Detection of a suspicious node or the appearance of other symptoms of thyroid cancer requires consultation with an endocrinologist.
When determining the size of the tumor and assessing the condition of the body as a whole, ultrasound is used.
The diagnosis is made based on the histological examination of the neoplasm.The sampling of the material for microscopy is performed by means of a fine needle aspiration biopsy.This diagnostic technique is considered the most informative and less traumatic.With its help, it is possible to take material from the nodes less than 3 mm in diameter.The puncture of the organ is carried out under the control of the apparatus for ultrasound examination.If reliable data can not be obtained using this technique, then open biopsy and express pathohistological examination are used.

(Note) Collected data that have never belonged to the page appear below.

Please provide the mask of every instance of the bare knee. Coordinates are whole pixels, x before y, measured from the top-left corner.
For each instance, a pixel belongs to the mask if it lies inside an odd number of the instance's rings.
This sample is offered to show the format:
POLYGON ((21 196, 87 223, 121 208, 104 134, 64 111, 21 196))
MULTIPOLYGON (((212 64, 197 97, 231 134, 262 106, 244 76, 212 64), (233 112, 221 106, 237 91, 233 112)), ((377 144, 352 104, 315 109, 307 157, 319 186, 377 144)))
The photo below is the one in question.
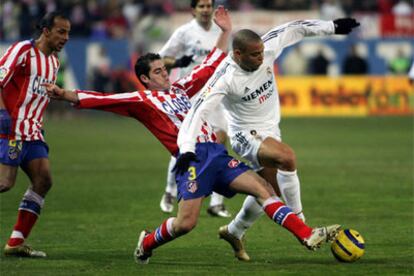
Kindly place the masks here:
POLYGON ((284 171, 296 170, 296 154, 291 148, 286 148, 281 154, 279 167, 284 171))
POLYGON ((197 219, 183 219, 181 221, 177 221, 174 227, 174 232, 176 235, 185 235, 191 230, 193 230, 197 225, 197 219))
POLYGON ((7 192, 14 186, 14 181, 10 179, 0 179, 0 193, 7 192))
POLYGON ((49 173, 44 173, 33 179, 32 189, 42 197, 45 197, 52 188, 52 177, 49 173))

Scintigraphy( imaging after the introduction of radioactive isotopes) is often used as an additional technique for instrumental research in the diagnosis of thyroid cancer.
A blood test can detect characteristic tumor markers.
Differential diagnosis of cancer with functional pathologies helps to conduct a laboratory study of the level of thyroid-stimulating hormone.The detection of specific antithyroid antibodies can speak of an autoimmune pathology, which in some cases develops in parallel with a highly differentiated papillary carcinoma.With medullary carcinoma, a change in the level of thyrocalcitonin is possible.The likelihood of developing this form of thyroid cancer requires an additional blood test for the RET protooncogene mutation.
Magnetic resonance imaging and X-ray examination are necessary if there are reasons to assume the presence of distant secondary foci( metastasis).
Treatment for thyroid cancer
In this form of pathology, surgical treatment is most often used, which can be supplemented / replaced by radioiodine therapy and medication use
The main treatment for malignant tumors of the thyroid gland is total organ resection.In some cases, the question of partial preservation of the gland may be raised.If suspicion of the presence of metastases during the operation, cervical lymph nodes are also removed.The volume of surgical intervention is determined directly by the surgeon-endocrinologist.Recurrence of the disease is an indication for repeated intervention to remove secondary foci in the mediastinal lymph nodes.
Suppressive TTG therapy
In the postoperative period, the patient is treated with hormone therapy in the treatment of thyroid cancer.Its goal is to reduce the level of TSH, which is synthesized in the pituitary gland.A low level of thyroid-stimulating hormone allows to avoid stimulation of individual cells left after resection of the gland.
As an additional treatment technique, after total organ resection for papillary and follicular carcinoma, the introduction of radioactive iodine is used.
Direct irradiation is considered to be ineffective.